Thursday, August 9, 2007

interesting to find

I found this article and it absolutely shocked me. We have been learning in our ECMP455 class how to incorporate technology into the class room and I think that youtube is a big part of that. In Victoria, Australia they have banned youtube.

State bans YouTube
By Stephen Withers
Thursday, 01 March 2007
Access to YouTube will be blocked from computers in public schools in Victoria, Australia.

The ban will be achieved by adding the popular video sharing site to the blacklist already applied to school's Internet feeds.

The primary reason for the ban is not (as you might expect) the waste of time and resources involved. Instead it is part of an anti-bullying policy.

Last year a group of male Victorian students gained notoriety when they attacked a female student and distributed video of the assault on DVD and YouTube.

Education Services Minister Jacinta Allan said "The Bracks government has never tolerated bullying in schools and this zero tolerance approach extends to the online world."

She also noted that it was parents' responsibility to prevent students posting harmful content from outside schools.

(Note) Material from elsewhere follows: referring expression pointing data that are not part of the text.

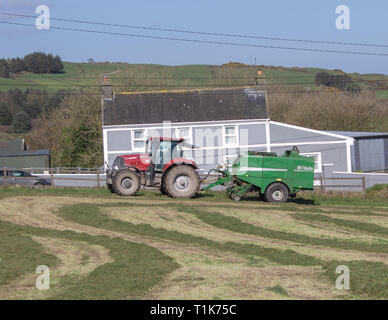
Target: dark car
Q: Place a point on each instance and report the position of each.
(22, 178)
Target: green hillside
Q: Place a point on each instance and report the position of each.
(137, 77)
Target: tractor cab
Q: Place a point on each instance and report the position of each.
(161, 166)
(163, 150)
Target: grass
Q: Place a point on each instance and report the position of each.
(155, 77)
(156, 258)
(129, 276)
(279, 290)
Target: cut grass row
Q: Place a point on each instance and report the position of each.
(310, 201)
(368, 278)
(136, 267)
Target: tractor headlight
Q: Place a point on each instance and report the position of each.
(222, 167)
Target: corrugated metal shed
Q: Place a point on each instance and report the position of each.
(25, 159)
(370, 150)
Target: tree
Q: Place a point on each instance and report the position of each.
(56, 65)
(323, 78)
(39, 62)
(5, 115)
(21, 122)
(33, 107)
(17, 65)
(4, 69)
(55, 100)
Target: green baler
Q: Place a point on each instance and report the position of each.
(275, 178)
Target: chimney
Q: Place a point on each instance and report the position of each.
(107, 90)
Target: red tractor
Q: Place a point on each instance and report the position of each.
(161, 166)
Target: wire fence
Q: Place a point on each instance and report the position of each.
(95, 177)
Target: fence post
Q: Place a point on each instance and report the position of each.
(98, 178)
(5, 176)
(322, 181)
(364, 186)
(52, 177)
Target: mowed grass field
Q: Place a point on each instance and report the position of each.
(102, 246)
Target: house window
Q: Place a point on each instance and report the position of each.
(185, 133)
(317, 160)
(230, 136)
(139, 140)
(228, 160)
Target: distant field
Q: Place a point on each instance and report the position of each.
(133, 77)
(101, 246)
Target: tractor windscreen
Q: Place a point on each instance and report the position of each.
(163, 151)
(170, 150)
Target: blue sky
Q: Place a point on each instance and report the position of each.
(302, 19)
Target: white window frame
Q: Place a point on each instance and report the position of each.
(133, 139)
(188, 138)
(224, 135)
(233, 156)
(318, 156)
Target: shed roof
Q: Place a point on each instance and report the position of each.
(185, 106)
(25, 153)
(355, 134)
(12, 145)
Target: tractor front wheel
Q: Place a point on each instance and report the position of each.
(276, 192)
(110, 188)
(126, 183)
(182, 181)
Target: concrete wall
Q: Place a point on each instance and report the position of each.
(25, 161)
(370, 154)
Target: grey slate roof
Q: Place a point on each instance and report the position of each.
(185, 106)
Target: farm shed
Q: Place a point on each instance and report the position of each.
(370, 150)
(14, 154)
(218, 124)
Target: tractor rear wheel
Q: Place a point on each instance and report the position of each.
(110, 188)
(276, 192)
(182, 181)
(126, 183)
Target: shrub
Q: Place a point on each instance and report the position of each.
(4, 69)
(5, 115)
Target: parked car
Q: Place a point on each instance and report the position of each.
(15, 177)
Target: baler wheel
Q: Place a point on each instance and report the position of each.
(277, 192)
(126, 183)
(235, 197)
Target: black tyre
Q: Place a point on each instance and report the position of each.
(126, 183)
(110, 188)
(163, 188)
(235, 197)
(276, 192)
(182, 181)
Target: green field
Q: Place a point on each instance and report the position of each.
(102, 246)
(134, 77)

I don't see how one incident of bullying at a school should mean the banning of a useful resource. There are so many good messages on YouTube that if you teach children the difference, it is a great tool.

2 comments:

Shareski said...

The other thing is there are so many other ways to bully and even post video that you'll never be able to ban enough to block everything...It's a bandaid solution and certainly in my mind the wrong one. Banning doesn't teach us anything.
I"m surprised Australia has gone this way.

Jane said...

Hi Janine, I find it quite interesting, but not really surprising that it has been done. As Dean had said, it really is a band-aid fix. The learners will still, for the most part have access to YouTube and many other sites at home.
I do agree with you that YouTube has good messages, but along with those good, are the bad.
My daughter is nine years old and likes to watch music videos on YouTube. I am OK with that, but as she gets older, I am sure that she will come across things that I really don't want her to view. If I "ban" her from going onto YouTube, you can bet that she will go to her friends's across the street and check it out there!
So in my opinion, it comes down to educating these young learners, both at school and as a parent at home. As much as we want to protect them from all the "ugly" messages on the world wide web (and the wide world itself), we really can't. We can only do our best to teach them right from wrong and be there for them when they need us.